However, inspiration is fickle.
It is fleeting.
It is unpredictable.
And yet it is those exact traits that foster the unrelenting power of being unmitigatedly inspired.
You can never plan to be inspired, in any meaningful capacity. It can come from the color of the leaves, the sounds of a record, the sights of the world. For all the inspiration gives us, it asks of us only a single demand:
Make yourself available to it.
All too often, especially as we grow through adulthood, we find ourselves with much less wonder, much less awe of the world we inhabit. There is no reason for this, no natural law that says we must relinquish our capacity to be captivated.
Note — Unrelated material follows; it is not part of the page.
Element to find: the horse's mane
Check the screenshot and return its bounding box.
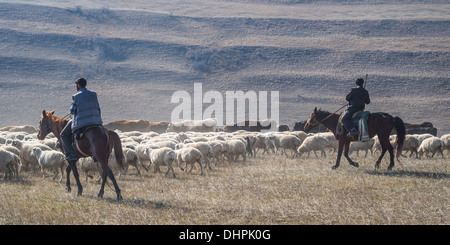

It is perhaps then unsurprising that we find it tedious to be creative or unmotivated to contribute in a meaningful way. If you have reached the conclusion, subconsciously, that there is little-to-no things to be moved by, what is the underlying purpose of contributing to the world at-large; for whatever you bestow upon it will surely not have the capacity to move others.
Instead I contend, you must open yourself up to inspiration and receive it. It is our collective moral obligation to receive from those who walked before us and our collective moral obligation utilize it in the form of creation or action.
How selfish it would be to take from the ether that we call the universe and to not give back in the hopes that another person can receive the elation of being inspired.
A life bereft of inspiration is, for all purposes, no life at all.